Recipes for Sequential Pre-training of Multilingual Encoder and Seq2Seq Models
This work addresses efficiency in pre-training for multilingual NLP models, offering a practical recipe for researchers and practitioners, though it is incremental as it builds on existing pre-training methods.
The paper tackles the problem of computationally expensive pre-training for both encoder-only and seq2seq models by proposing a two-stage approach that initializes one model from the other, achieving a 27% reduction in total compute cost while matching the performance of training each model from scratch.

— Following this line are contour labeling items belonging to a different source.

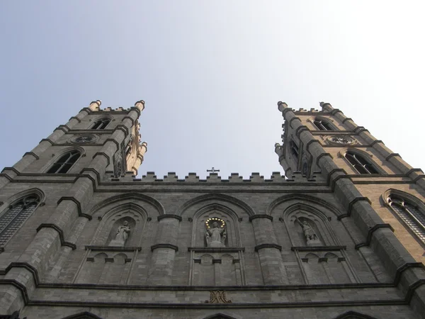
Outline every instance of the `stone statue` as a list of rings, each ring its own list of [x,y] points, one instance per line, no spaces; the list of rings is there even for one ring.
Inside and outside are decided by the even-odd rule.
[[[208,247],[226,247],[225,242],[227,235],[226,228],[218,226],[218,223],[212,223],[212,227],[207,228],[205,237]]]
[[[112,240],[110,246],[124,246],[125,241],[130,235],[130,226],[127,220],[124,220],[123,225],[118,227],[115,239]]]
[[[317,237],[317,235],[316,234],[316,233],[314,233],[314,230],[310,225],[310,224],[308,223],[307,220],[301,222],[298,217],[295,217],[295,220],[298,222],[298,223],[302,228],[302,231],[304,232],[304,235],[305,236],[305,240],[307,241],[307,246],[322,245],[322,242]]]

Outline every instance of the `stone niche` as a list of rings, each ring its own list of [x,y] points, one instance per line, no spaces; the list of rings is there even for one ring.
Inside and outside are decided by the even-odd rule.
[[[128,284],[140,247],[86,246],[86,258],[75,283]]]
[[[297,204],[283,216],[304,281],[307,284],[360,282],[327,217],[318,209]]]
[[[234,212],[221,205],[210,205],[193,217],[190,285],[245,284],[244,257]]]
[[[137,254],[147,213],[127,203],[106,213],[76,274],[78,284],[128,284]]]

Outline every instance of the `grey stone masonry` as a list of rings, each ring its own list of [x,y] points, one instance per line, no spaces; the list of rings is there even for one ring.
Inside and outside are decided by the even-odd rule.
[[[285,174],[205,179],[137,178],[144,102],[100,106],[0,174],[0,315],[423,318],[417,240],[382,205],[395,187],[423,195],[421,173],[376,142],[362,150],[382,174],[355,174],[348,146],[328,135],[357,147],[375,140],[330,104],[279,103],[284,143],[275,151]],[[315,118],[334,130],[318,130]],[[96,129],[99,121],[106,125]],[[67,172],[47,173],[72,151],[79,157]]]

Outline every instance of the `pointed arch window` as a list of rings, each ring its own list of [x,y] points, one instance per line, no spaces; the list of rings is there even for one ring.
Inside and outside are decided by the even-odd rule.
[[[132,140],[128,141],[127,143],[127,146],[125,147],[125,157],[128,157],[128,155],[131,154],[131,151],[132,150]]]
[[[4,246],[40,203],[37,195],[28,195],[16,202],[0,216],[0,247]]]
[[[388,204],[410,230],[425,244],[425,214],[411,201],[394,194],[387,198]]]
[[[64,154],[55,162],[55,164],[49,169],[47,173],[67,173],[80,156],[81,153],[76,150]]]
[[[317,128],[317,129],[320,130],[334,130],[334,128],[332,128],[331,126],[331,125],[329,123],[329,122],[327,122],[327,121],[324,121],[324,120],[320,120],[319,118],[315,118],[314,121],[313,121],[313,123],[314,124],[314,126],[316,126],[316,128]]]
[[[298,145],[297,145],[293,140],[290,141],[289,145],[290,147],[290,152],[295,159],[295,161],[298,160],[298,156],[300,155],[300,149],[298,148]]]
[[[348,151],[344,156],[360,174],[380,174],[378,169],[360,154]]]
[[[106,128],[110,123],[110,120],[109,118],[101,118],[94,122],[94,124],[91,127],[91,130],[103,130],[103,128]]]

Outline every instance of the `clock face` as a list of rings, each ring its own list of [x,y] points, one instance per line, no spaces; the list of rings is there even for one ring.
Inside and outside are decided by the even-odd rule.
[[[75,138],[74,140],[75,142],[77,142],[77,143],[89,143],[89,142],[94,140],[94,136],[93,136],[93,135],[81,135],[81,136],[79,136],[78,138]]]
[[[347,136],[332,136],[329,141],[335,144],[351,144],[354,140]]]

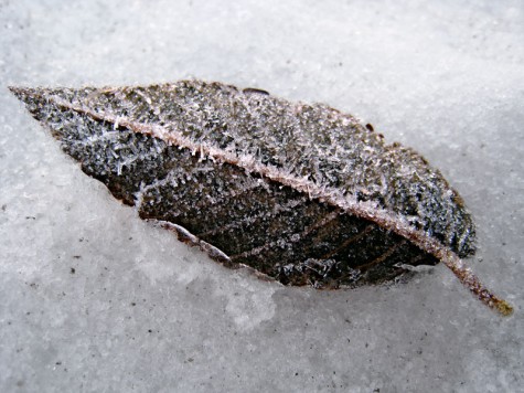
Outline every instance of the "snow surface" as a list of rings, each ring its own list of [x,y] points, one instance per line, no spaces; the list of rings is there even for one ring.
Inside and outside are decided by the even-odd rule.
[[[0,1],[0,391],[522,390],[523,25],[521,1]],[[514,316],[441,265],[351,291],[226,269],[116,202],[7,89],[186,77],[418,150]]]

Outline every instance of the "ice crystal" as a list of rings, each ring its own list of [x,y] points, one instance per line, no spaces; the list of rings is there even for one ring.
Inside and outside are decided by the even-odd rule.
[[[87,174],[227,266],[339,287],[443,261],[507,306],[459,259],[475,232],[458,193],[351,115],[200,81],[12,91]]]

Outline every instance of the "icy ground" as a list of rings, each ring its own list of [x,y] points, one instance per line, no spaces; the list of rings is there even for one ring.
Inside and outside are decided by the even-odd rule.
[[[523,25],[522,1],[0,0],[0,391],[522,391]],[[191,76],[416,148],[514,316],[441,265],[324,293],[225,269],[116,202],[7,89]]]

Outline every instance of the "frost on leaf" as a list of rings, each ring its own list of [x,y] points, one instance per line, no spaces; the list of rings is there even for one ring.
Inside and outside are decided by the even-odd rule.
[[[474,226],[458,193],[351,115],[200,81],[11,89],[84,172],[229,267],[336,288],[442,261],[506,305],[462,266]]]

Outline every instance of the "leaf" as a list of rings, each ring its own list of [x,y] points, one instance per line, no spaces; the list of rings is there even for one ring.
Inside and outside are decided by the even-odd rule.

Pre-trained encoder-only and sequence-to-sequence (seq2seq) models each have advantages, however training both model types from scratch is computationally expensive. We explore recipes to improve pre-training efficiency by initializing one model from the other. (1) Extracting the encoder from a seq2seq model, we show it under-performs a Masked Language Modeling (MLM) encoder, particularly on sequence labeling tasks. Variations of masking during seq2seq training, reducing the decoder size, and continuing with a small amount of MLM training do not close the gap. (2) Conversely, using an encoder to warm-start seq2seq training, we show that by unfreezing the encoder partway through training, we can match task performance of a from-scratch seq2seq model. Overall, this two-stage approach is an efficient recipe to obtain both a multilingual encoder and a seq2seq model, matching the performance of training each model from scratch while reducing the total compute cost by 27%.